Researchers at Ohio State and other universities are bringing together old practices and new technology to fight a parasitic skin disease.
Combining inoculation and gene-editing, the approach introduces a genetically weakened Leishmania parasite into the body to possibly serve as a safer vaccine against leishmaniasis, a skin disease that causes boils, sores and scars around the body, nose and mouth, and in serious cases, death.
Leishmania parasites are found in warm climates such as in India and Columbia but have entered the southern U.S. due to rising temperatures, Greg Matlashewski, a professor of microbiology and immunology at McGill University in Montreal, said.
Matlashewski said about 50,000 people die each year from the disease. Those who survive have permanent lesions on their faces and bodies.
“The parasite goes into the visceral organs — the liver, the spleen, the bone marrow — and it basically destroys these organs and people die from this infection,” Matlashewski said.
It especially affects impoverished groups of people — something Dr. Abhay Satoskar, a professor of pathology and microbiology in the Department of Microbiology at Ohio State and co-lead investigator for the research team, said he learned while working during an outbreak of leishmaniasis among Syrian refugee children. The Centers for Disease Control and Prevention classifies it as a Neglected Tropical Disease because it does not get the same attention and funding as other diseases like malaria.
“It makes you realize how privileged we are in this country,” Satoskar said. “It’s a real eye-opener, to see the suffering and use a different perspective.”
The new approach to treatment will soon enter the first phase of human trials as the disease, commonly found in tropical regions, makes its way into the southern U.S.

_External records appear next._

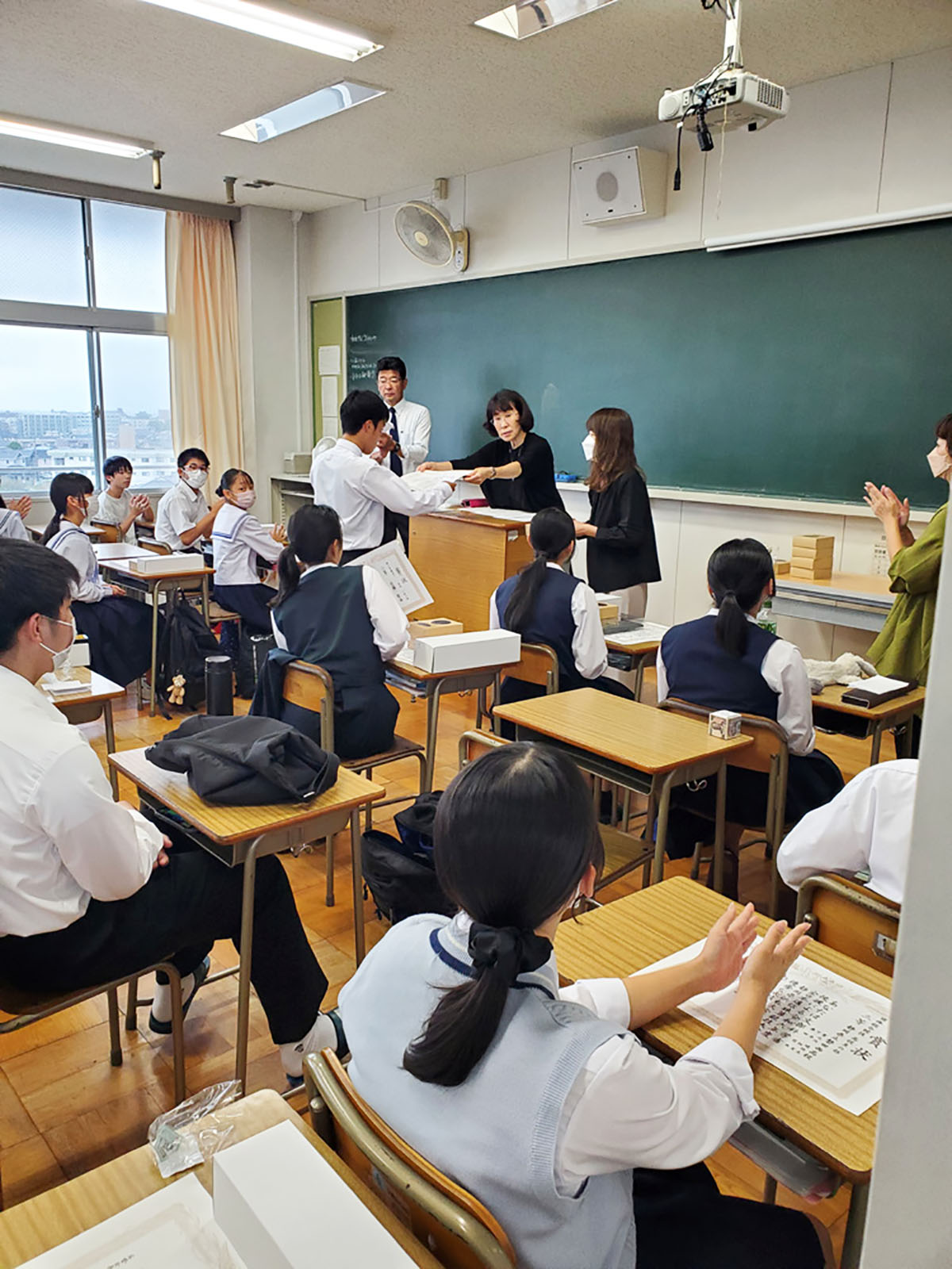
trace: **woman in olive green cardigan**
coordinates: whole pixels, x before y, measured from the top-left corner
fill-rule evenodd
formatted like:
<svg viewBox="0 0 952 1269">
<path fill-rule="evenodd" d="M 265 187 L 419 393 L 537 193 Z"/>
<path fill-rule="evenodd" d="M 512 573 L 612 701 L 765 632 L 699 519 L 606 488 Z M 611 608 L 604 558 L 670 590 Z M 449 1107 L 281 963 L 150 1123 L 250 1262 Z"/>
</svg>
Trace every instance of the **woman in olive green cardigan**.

“After malaria, amongst the parasitic diseases, leishmaniasis is the second highest in the amount of fatalities or disability adjusted lives,” Satoskar said.
Satoskar said before gene-editing, the traditional immunization practice introduces a non-weakened Leishmania parasite into the body. This method can still cause a person to contract the disease and have severe symptoms.
That is where CRISPR comes in.
CRISPR — or clustered regularly interspaced short palindromic repeats — can cut out genes and alter DNA to create a live, weakened parasite that builds human resistance but does not produce symptoms, Matlashewski said.
“CRISPR worked beautifully,” Matlashewski said. “It only cut out the gene we wanted to cut out.” As a result, Matlashewski said, the parasite could no longer cause leishmaniasis.
Phase I trials based on the study are expected to start in early 2022, but this can change due to COVID-19, Satoskar said.